AKP, plan döneminin sonuna doğru bu hedeflerle ilgili olarak 4+4+4 eğitim yasasını ve Milli Eğitim Temel Kanunu ile Bazı Kanun ve Kanun Hükmünde Kararnamelerde Değişiklik Yapan Kanunu çıkarmıştır. 4+4+4 eğitim yasasının geçirdiği süreci yazılarımızda bütün yönleriyle işlemiştik.

14 Mart tarihinde yürürlüğe giren 6528 Sayılı Kanunun uygulanması konusunda ise 30 Mart seçimlerinin sonuna bırakılmıştı. Bu bağlamda, dershanelerin kapatılması 2 yıllık bir ileri ertelemeye konu olmuş, eğitim yöneticilerinin yöneticiliklerine son verilmesi ise eğitim-öğretim döneminin sonuna ötelenmişti.

Bugün itibariyle alınan bu seçim zaferine dayanılarak, 6528 sayılı yasanın uygulanmasının önünde hiçbir engel kalmamıştır. Alınan yüksek oy oranı, AKP’ye yakın olmayan bütün eğitim yöneticilerini etkileyecektir. Dershaneler konusunda alınan kararlar uygulanacaktır. En önemlisi de bundan böyle stajyer öğretmenlerin iş güvencesi ortadan kaldırılmıştır. Eğitim yöneticilerinin kazanılmış yöneticilik haklarının ellerinden alınmasını müteakip, öğretmenlerin de iş güvencesini tartışma konusu edecek adımlar atılacaktır.

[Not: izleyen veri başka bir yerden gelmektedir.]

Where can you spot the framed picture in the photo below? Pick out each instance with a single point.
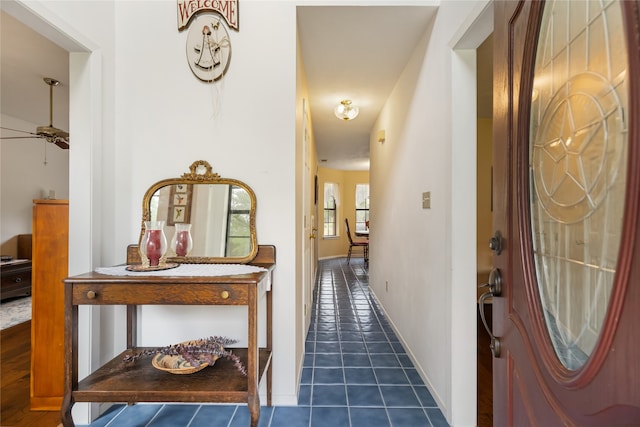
(179, 204)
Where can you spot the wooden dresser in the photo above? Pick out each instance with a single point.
(50, 248)
(140, 382)
(16, 278)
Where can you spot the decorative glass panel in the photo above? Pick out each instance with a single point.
(578, 149)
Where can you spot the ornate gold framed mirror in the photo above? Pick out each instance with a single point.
(219, 214)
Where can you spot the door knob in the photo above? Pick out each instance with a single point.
(495, 289)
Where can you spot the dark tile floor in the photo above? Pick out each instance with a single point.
(356, 373)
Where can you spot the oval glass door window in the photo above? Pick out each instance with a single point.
(578, 161)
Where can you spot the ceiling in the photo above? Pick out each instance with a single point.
(356, 53)
(26, 58)
(349, 52)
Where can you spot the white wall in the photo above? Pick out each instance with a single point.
(26, 177)
(418, 254)
(244, 126)
(139, 115)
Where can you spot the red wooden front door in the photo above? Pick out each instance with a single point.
(566, 202)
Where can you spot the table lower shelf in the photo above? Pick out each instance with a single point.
(141, 382)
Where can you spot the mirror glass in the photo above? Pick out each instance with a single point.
(220, 211)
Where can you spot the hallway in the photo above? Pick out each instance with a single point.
(356, 373)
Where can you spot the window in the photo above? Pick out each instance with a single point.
(238, 230)
(331, 198)
(362, 206)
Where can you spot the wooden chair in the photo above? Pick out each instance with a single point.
(363, 243)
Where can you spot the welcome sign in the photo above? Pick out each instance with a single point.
(228, 9)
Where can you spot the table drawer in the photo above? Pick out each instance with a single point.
(180, 294)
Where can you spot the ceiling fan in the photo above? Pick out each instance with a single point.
(49, 133)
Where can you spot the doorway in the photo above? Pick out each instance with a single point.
(484, 220)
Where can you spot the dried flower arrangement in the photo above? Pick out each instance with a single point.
(196, 353)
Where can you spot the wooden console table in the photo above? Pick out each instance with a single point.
(140, 382)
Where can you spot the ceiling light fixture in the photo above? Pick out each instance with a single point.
(345, 111)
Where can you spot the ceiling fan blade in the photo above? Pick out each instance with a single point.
(20, 131)
(52, 132)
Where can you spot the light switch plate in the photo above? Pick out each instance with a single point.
(426, 200)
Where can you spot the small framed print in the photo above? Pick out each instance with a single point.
(179, 204)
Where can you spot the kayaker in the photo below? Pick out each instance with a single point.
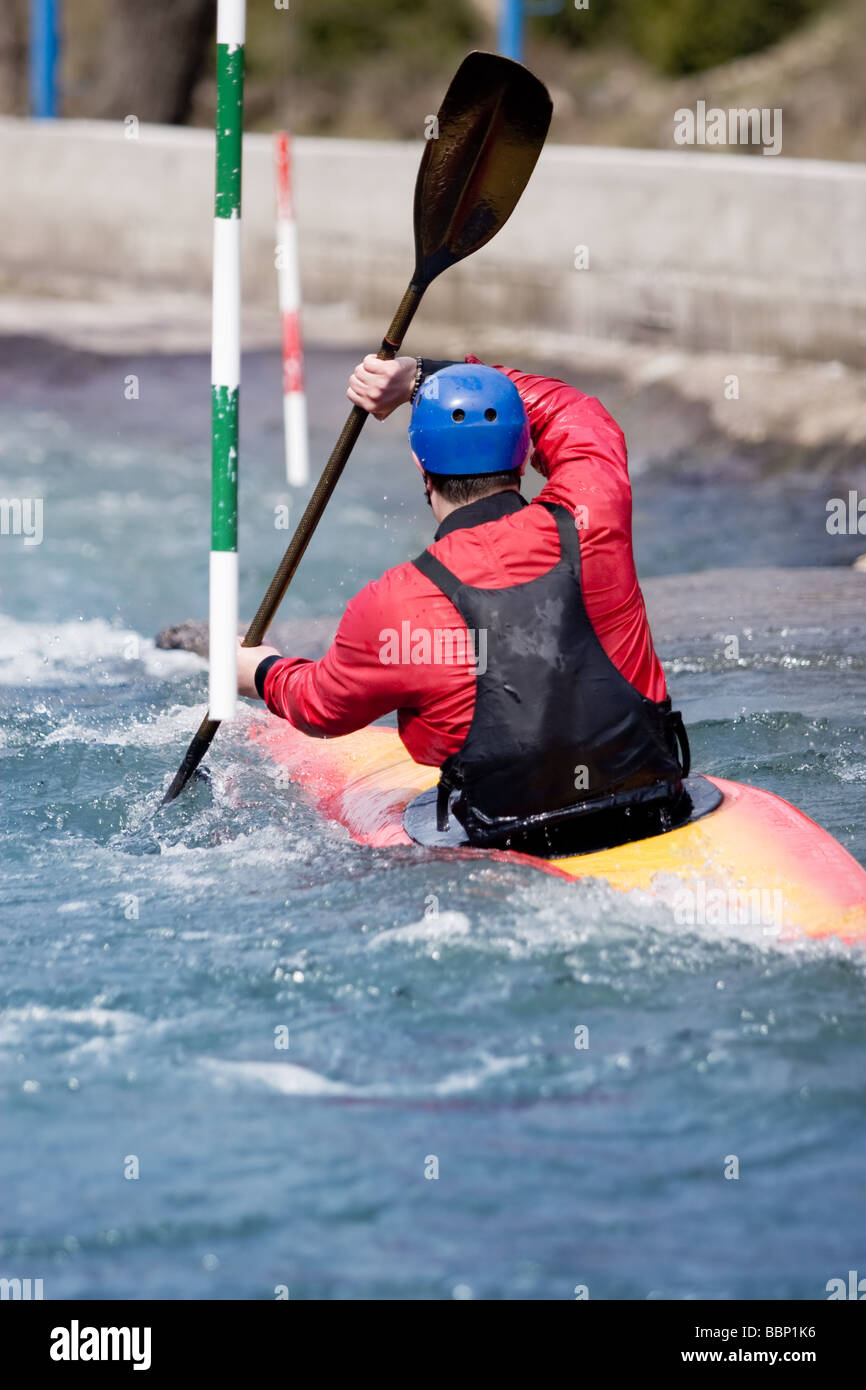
(516, 649)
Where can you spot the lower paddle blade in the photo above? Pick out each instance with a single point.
(491, 129)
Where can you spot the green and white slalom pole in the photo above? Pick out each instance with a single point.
(225, 362)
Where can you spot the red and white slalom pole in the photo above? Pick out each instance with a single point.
(288, 282)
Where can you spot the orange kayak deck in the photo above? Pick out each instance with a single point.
(755, 859)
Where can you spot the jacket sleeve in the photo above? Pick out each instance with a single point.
(353, 683)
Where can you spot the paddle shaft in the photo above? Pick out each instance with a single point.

Onuncu kalkınma planının (2013-2018) yürürlükte olduğu bu günlerde, dokuzuncu kalkınma planının eğitime ilişkin hedefleri hayata geçirilmiştir. 30 Mart seçimlerinin eğitim sistemine ilişkin en önemli sonucu budur. Önümüzdeki günlerde eğitim sisteminin bütün paydaşlarını büyük zorluklar beklemektedir.